THE SELF CARE AND GROOMING INDUSTRY has spent decades convincing us that moisturiser is a lifestyle and shampoo a philosophy. Deodorant, meanwhile, has been treated like the dutiful middle child who shows up, does their job, and leaves without anyone noticing. Enter To My Ships, which has just arrived at Mecca and is attempting the unthinkable: to make sweat protection… chic.

Founder Daniel Bense’s CV comes with a solid pedigree of transforming the mundane into something magical. He cut his teeth at Aesop, the Melbourne outfit that turned handwash into a cultural marker, and then helmed Sunspel, the British heritage brand best known for dressing Daniel Craig’s James Bond in polos and made us reassess our approach to wardrobe core basics. To My Ships is his own leap.

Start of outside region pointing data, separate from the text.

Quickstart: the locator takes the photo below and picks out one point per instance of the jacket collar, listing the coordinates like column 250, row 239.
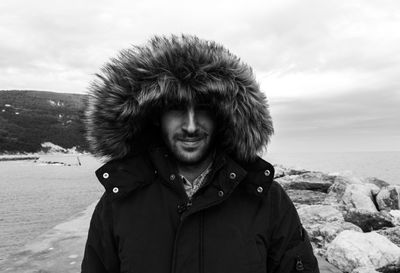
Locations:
column 120, row 177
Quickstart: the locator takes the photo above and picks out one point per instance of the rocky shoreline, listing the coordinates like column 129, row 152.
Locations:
column 353, row 223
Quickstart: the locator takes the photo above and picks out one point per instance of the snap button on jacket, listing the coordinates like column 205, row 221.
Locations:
column 243, row 230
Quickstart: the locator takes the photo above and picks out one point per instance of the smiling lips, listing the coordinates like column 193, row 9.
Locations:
column 191, row 141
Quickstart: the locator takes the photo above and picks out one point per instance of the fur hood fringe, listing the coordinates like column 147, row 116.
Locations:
column 175, row 68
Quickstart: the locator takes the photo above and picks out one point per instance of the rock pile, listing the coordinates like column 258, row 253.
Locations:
column 354, row 223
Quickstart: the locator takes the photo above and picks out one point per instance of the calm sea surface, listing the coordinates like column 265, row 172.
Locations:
column 382, row 165
column 34, row 197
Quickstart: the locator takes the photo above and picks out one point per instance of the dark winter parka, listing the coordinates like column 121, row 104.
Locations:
column 240, row 221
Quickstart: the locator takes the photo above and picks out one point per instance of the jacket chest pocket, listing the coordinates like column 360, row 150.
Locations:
column 254, row 254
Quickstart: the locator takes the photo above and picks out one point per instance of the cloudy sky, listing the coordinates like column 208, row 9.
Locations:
column 330, row 69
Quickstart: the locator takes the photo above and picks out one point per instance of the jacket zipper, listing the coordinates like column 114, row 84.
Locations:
column 299, row 264
column 201, row 243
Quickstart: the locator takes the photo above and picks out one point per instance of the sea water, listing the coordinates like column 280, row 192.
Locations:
column 35, row 196
column 382, row 165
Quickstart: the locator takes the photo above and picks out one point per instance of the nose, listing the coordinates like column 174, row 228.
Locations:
column 190, row 125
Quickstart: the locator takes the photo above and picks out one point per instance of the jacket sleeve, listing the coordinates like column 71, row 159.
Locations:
column 289, row 249
column 100, row 254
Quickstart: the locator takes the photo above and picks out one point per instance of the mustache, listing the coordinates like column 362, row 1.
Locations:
column 190, row 136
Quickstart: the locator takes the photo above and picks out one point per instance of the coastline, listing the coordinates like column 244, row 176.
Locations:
column 61, row 249
column 331, row 206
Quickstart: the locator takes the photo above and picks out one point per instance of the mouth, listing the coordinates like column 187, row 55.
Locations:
column 191, row 141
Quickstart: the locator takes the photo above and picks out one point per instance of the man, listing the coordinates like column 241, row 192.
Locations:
column 180, row 122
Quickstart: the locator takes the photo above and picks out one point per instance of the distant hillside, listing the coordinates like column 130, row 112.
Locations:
column 29, row 118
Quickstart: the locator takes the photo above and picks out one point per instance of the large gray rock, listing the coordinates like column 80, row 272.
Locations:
column 351, row 250
column 368, row 220
column 306, row 197
column 393, row 234
column 315, row 181
column 360, row 196
column 341, row 183
column 388, row 198
column 364, row 269
column 395, row 217
column 323, row 223
column 283, row 171
column 373, row 180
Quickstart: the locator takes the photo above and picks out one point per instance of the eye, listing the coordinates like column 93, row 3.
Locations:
column 175, row 107
column 203, row 107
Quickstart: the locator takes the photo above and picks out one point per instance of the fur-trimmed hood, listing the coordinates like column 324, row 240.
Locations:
column 167, row 69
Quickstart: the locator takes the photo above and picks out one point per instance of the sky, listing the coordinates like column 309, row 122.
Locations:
column 330, row 69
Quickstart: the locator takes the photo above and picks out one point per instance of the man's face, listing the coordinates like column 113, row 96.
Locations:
column 188, row 132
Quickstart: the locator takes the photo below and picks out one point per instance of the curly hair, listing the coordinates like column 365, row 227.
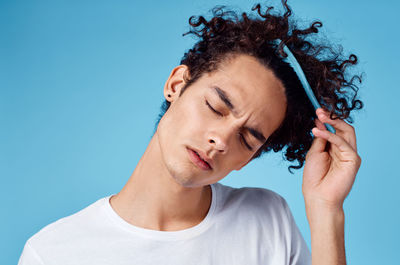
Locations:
column 227, row 34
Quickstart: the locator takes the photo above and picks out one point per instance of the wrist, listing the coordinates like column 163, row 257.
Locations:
column 319, row 211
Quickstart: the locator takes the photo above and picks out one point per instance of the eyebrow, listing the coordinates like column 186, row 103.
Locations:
column 225, row 98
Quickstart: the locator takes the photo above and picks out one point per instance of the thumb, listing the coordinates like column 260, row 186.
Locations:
column 318, row 145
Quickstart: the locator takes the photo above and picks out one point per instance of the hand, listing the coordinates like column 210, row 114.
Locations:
column 329, row 173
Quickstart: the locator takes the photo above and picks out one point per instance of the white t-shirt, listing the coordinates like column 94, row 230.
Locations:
column 243, row 226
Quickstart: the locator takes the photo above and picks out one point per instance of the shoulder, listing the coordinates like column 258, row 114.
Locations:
column 66, row 227
column 254, row 200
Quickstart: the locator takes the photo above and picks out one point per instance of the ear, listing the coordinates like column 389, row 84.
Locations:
column 175, row 82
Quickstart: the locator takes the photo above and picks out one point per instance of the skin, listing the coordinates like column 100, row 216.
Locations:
column 168, row 192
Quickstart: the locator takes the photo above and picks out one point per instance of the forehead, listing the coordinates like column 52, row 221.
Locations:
column 253, row 89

Why start with deodorant? “It felt like the right place to begin, intimate and essential, but also an overlooked part of the everyday that deserved respect, care and more attention,” he says. Translation: if you can make armpits glamorous, you can do anything.

The brand takes its name from a line in a 15th-century songbook. Ships as vessels, journeys, ballast for personal mythology. All very literary, which makes sense once you encounter the first collection, Of the Gods. The hero ingredient is Polygonum, a green, aldehydic plant note that’s rarely used up front in perfumery. Here, it’s pushed into centre stage. Bense once described it as smelling like “the steam from an iron”. Specific, slightly surreal, and exactly the sort of brief that forces a perfumer (in this case, Céline Barel) to get inventive.

To My Ships founder Daniel Bense.

What he wanted, he says, was a corrective to the artificiality of the mainstream: “The world smells too artificial, too overbearing, too duty free, so we removed as much as we could. From the very first instance, we were drawn to Polygonum. It felt familiar yet unlike anything we had come across.”

The results are not what you’d expect from a stick of deodorant. They’re closer to an eau de parfum that just happens to keep you dry for 24 hours. The science is quietly impressive: fermented lactic acid and noni-fruit stem cells create a microbiome-focused blend that targets odour-causing bacteria. “These specialist ingredients are only now becoming available to brands willing to formulate from scratch. The evidence is in the results,” Bense explains. “Our deodorant is clinically proven for 24 hours of effectiveness and is suitable for sensitive skin.”

To My Ships’ design is equally forensic. Instead of going down the recycled-cardboard-halo route, Bense enlisted Formafantasma, the Italian studio known for making systems that question how things exist in the world. Their solution: tall, slender bottles made from post-consumer aluminium, which use up to 10 per cent less material than the usual formats. The surface is left raw, industrial treatment on show. “Beauty, in this case, is simply utility refined,” he says.

Of the Gods by To My Ships

Bense’s aesthetic vision has also ensured that the packaging looks as good as the aromas they contain. “Every vessel should feel precious, because its creation has impact,” Bense says. “Our unprinted aluminium bottles can be reused in many ways. I use them as dish soap dispensers, as water bottles after the dishwasher, and the larger formats look great in my bathroom. Think twice, do once.”

The second collection, Stand Up Bravely, takes a warmer, spicier path and is personally my favourite of the duo. Also including a deodorant and parfum, Stand Up Bravely blends marjoram and sandalwood with bergamot in the opening. If Of the Gods looks towards the heavens, Stand Up Bravely plants your feet into the earth.

Instead of functioning as a collection of random SKUs, both lines read like variations on a theme: daily rituals unified by one olfactory thread. “We will continue to be led by mythic references,” Bense says, “but what is more grounded and everyday than the humble deodorant?”

Stand Up Bravely

Of course, the grooming shelves are already groaning under the weight of “conscious” branding. What makes this different? Bense keeps it blunt: “Less talk, more walk. Genuine change happens when form meets function and value. A product must be effective, a pleasure to use, and offer value when bought in bulk, in both time and money. We are not here to lecture, but to design systems that make the responsible choice the natural one.”

That philosophy gives To My Ships a slightly defiant edge. Where other labels push earnest manifestos, Bense is simply betting on good product and word-of-mouth. “Everything we do is built from the product up,” he says. “The product will speak for itself, and word of mouth is our strongest asset.”

What comes next? More unloved essentials, reimagined with the same rigour. “From here we will seek the unloved and overlooked items of daily life, redefining them while holding to our principle of always doing more with less.”

For now, the idea of a deodorant that smells like green aldehydes or warm earth and comes in a bottle Dieter Rams wouldn’t throw out feels novel enough. To My Ships isn’t preaching wellness; it’s trying to make the most basic act of self-care feel like a considered ritual. And if that makes you laugh at the absurdity of taking your underarms seriously, that’s the point.